Colab : https://colab.research.google.com/github/AI4Finance-Foundation/FinGPT/blob/master/FinGPT_Training_LoRA_with_ChatGLM2_6B_for_Beginners.ipynb


Getting Started with FinGPT

Welcome to this comprehensive guide aimed at beginners diving into the realm of Financial Large Language Models (FinLLMs) with FinGPT.

This blog post demystifies the process of training FinGPT using Low-Rank Adaptation (LoRA) with the robust base model ChatGlm2-6b.


Part 1: Preparing the Data

Data preparation is a crucial step when it comes to training Financial Large Language Models.

Here, we’ll guide you on how to get your dataset ready for FinGPT using Python.

In this section, you’ve initialized your working directory and loaded a financial sentiment dataset.

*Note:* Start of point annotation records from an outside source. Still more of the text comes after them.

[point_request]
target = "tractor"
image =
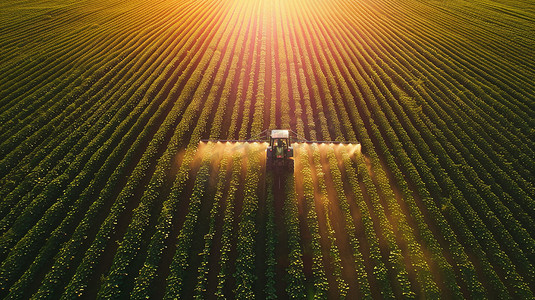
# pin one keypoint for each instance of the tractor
(280, 152)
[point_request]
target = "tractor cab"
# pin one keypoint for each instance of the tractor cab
(280, 151)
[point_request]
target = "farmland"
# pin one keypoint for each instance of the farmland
(106, 190)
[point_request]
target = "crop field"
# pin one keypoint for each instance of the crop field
(107, 191)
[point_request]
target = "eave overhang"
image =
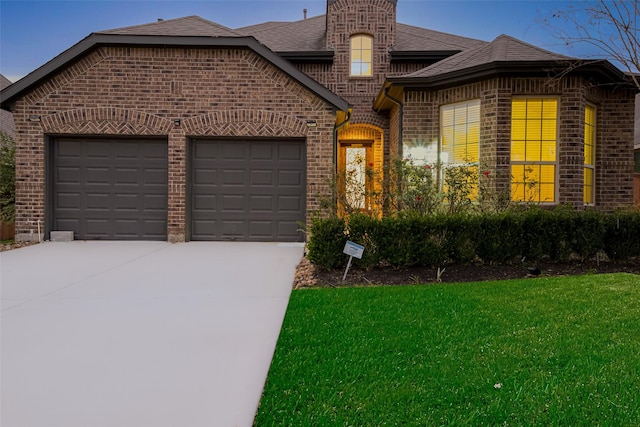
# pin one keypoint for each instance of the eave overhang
(600, 72)
(93, 41)
(417, 56)
(308, 57)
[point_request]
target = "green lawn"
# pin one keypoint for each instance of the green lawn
(549, 351)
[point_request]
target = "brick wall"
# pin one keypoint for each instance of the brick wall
(614, 150)
(140, 91)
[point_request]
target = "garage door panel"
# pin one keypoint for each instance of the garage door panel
(263, 204)
(261, 152)
(289, 229)
(154, 176)
(97, 202)
(94, 150)
(290, 178)
(291, 153)
(68, 201)
(154, 203)
(233, 177)
(232, 203)
(233, 151)
(247, 180)
(261, 178)
(205, 202)
(110, 189)
(261, 229)
(68, 175)
(289, 204)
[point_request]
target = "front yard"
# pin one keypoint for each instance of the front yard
(546, 351)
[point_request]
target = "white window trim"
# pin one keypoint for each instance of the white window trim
(556, 186)
(443, 165)
(351, 38)
(592, 166)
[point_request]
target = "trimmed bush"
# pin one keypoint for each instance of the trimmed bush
(412, 239)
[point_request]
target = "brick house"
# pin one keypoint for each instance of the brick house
(187, 130)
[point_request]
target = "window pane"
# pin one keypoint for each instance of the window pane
(533, 151)
(533, 141)
(588, 186)
(549, 130)
(361, 55)
(518, 130)
(517, 151)
(589, 154)
(534, 109)
(518, 109)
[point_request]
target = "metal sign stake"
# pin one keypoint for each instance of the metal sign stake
(348, 267)
(353, 250)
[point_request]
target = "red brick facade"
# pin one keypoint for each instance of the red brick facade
(140, 91)
(614, 146)
(134, 90)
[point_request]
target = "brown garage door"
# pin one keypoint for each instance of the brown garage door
(247, 190)
(110, 189)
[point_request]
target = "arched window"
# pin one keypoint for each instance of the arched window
(361, 55)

Let’s break down the steps:


pip install datasets transformers torch tqdm pandas huggingface_hub
pip install sentencepiece
pip install protobuf transformers==4.30.2 cpm_kernels torch>=2.0 gradio mdtex2html sentencepiece accelerate


1.1 初始化文件夹

Initialize Directories:
This block checks if certain paths exist; if they do, it deletes them to avoid data conflicts, and then creates a new directory for the upcoming data.

如果原来这里存在文件,就删掉

import os
import shutil

jsonl_path = "../data/dataset_new.jsonl"
save_path = '../data/dataset_new'


if os.path.exists(jsonl_path):
    os.remove(jsonl_path)

if os.path.exists(save_path):
    shutil.rmtree(save_path)

directory = "../data"
if not os.path.exists(directory):
    os.makedirs(directory)


1.2 Load and Prepare Dataset:
  • Import necessary libraries from the datasets package: https://huggingface.co/docs/datasets/index
  • Load the Twitter Financial News Sentiment (TFNS) dataset and convert it to a Pandas dataframe. https://huggingface.co/datasets/zeroshot/twitter-financial-news-sentiment
  • Map numerical labels to their corresponding sentiments (negative, positive, neutral).
  • Add instruction for each data entry, which is crucial for Instruction Tuning.
  • Convert the Pandas dataframe back to a Hugging Face Dataset object.
from datasets import load_dataset
import datasets

dic = {
    0:"negative",
    1:'positive',
    2:'neutral',
}

tfns = load_dataset('zeroshot/twitter-financial-news-sentiment')
tfns = tfns['train']
tfns = tfns.to_pandas()
tfns['label'] = tfns['label'].apply(lambda x:dic[x])
tfns['instruction'] = 'What is the sentiment of this tweet? Please choose an answer from {negative/neutral/positive}.'
tfns.columns = ['input', 'output', 'instruction']
tfns = datasets.Dataset.from_pandas(tfns)
tfns


1.3 Concatenate and Shuffle Dataset

tmp_dataset = datasets.concatenate_datasets([tfns]*2)
train_dataset = tmp_dataset
print(tmp_dataset.num_rows)

all_dataset = train_dataset.shuffle(seed = 42)
all_dataset.shape

Now that your training data is loaded and prepared.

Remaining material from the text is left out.